By: S.E. Hinton
First Published in 1967
Page Count: 180
Source: Purchased by Reviewer
Audience: Young Adult - Realistic Fiction
There are certain books that seem to captivate - generation after generation. The Outsiders is one of those stories. It doesn't matter if you were a kid when the book was first published in the late 60's or if you're reading this for the first time as a kid in 2012. There is something timeless that lurks between these pages that speaks to us all.

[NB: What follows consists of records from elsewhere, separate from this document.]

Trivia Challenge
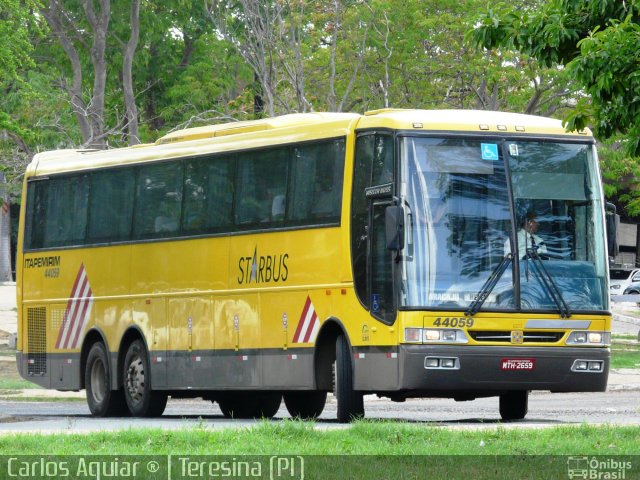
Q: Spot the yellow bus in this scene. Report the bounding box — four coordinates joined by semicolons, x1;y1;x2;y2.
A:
17;109;611;422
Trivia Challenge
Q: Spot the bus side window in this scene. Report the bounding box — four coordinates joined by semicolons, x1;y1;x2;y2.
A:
182;157;233;233
87;169;134;242
133;162;182;238
289;139;345;224
42;175;89;248
235;148;289;228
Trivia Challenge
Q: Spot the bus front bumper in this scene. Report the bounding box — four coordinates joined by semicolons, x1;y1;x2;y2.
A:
398;345;611;394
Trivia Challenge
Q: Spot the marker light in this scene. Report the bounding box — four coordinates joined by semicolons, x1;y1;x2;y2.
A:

I can still vividly recall reading this book as a young teen. Even though Ponyboy's life was drastically different from mine, there was something about his narrative that spoke to me. This is one of the first books I can recall that really gave me pause. I didn't see social warfare on this scale in school, but there were plenty of taunts and looks directed at those who didn't quite fit in with everyone else. I stopped to consider my interactions with them. I did not want my friendships - then or now - to exclude others who were not in the socioeconomic sphere.

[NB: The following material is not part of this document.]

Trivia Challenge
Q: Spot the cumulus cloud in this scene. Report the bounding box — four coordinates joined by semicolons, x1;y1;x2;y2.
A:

This novel provides important commentary not only on social class, but on the transition between childhood and adulthood. Ponyboy and the other Greasers have had to grow up far too fast. Their story holds a powerful message. I haven't encountered a student (yet) that hasn't enjoyed reading this book. It crosses social barriers and gender lines.
One element that saddens me is that in all this time since the book was first published these issues haven't changed all that much.
I think this novel can teach and encourage us all. Stay gold.
One Last Gripe: While the writing makes it accessible for readers of a variety of levels, I realize that it's not the best writing out there. It doesn't seem to matter - it just seems to pull you in to the world of Socs and Greasers. Also, considering S.E. Hinton was a teen when she wrote this, I can excuse some of the formulaic writing issues.
My Favorite Thing About The Book: I love the relationship between the Curtis brothers
First Sentence: When I stepped out into the bright sunlight from the darkness of the movie house, I had only two things on my mind: Paul Newman and a ride home.
Favorite Character: Ponyboy
Least Favorite Character: Dallas
According to Ponyboy, there are two kinds of people in the world: greasers and socs. A soc (short for "social") has money, can get away with just about anything, and has an attitude longer than a limousine. A greaser, on the other hand, always lives on the outside and needs to watch his back. Ponyboy is a greaser, and he's always been proud of it, even willing to rumble against a gang of socs for the sake of his fellow greasers--until one terrible night when his friend Johnny kills a soc. The murder gets under Ponyboy's skin, causing his bifurcated world to crumble and teaching him that pain feels the same whether a soc or a greaser.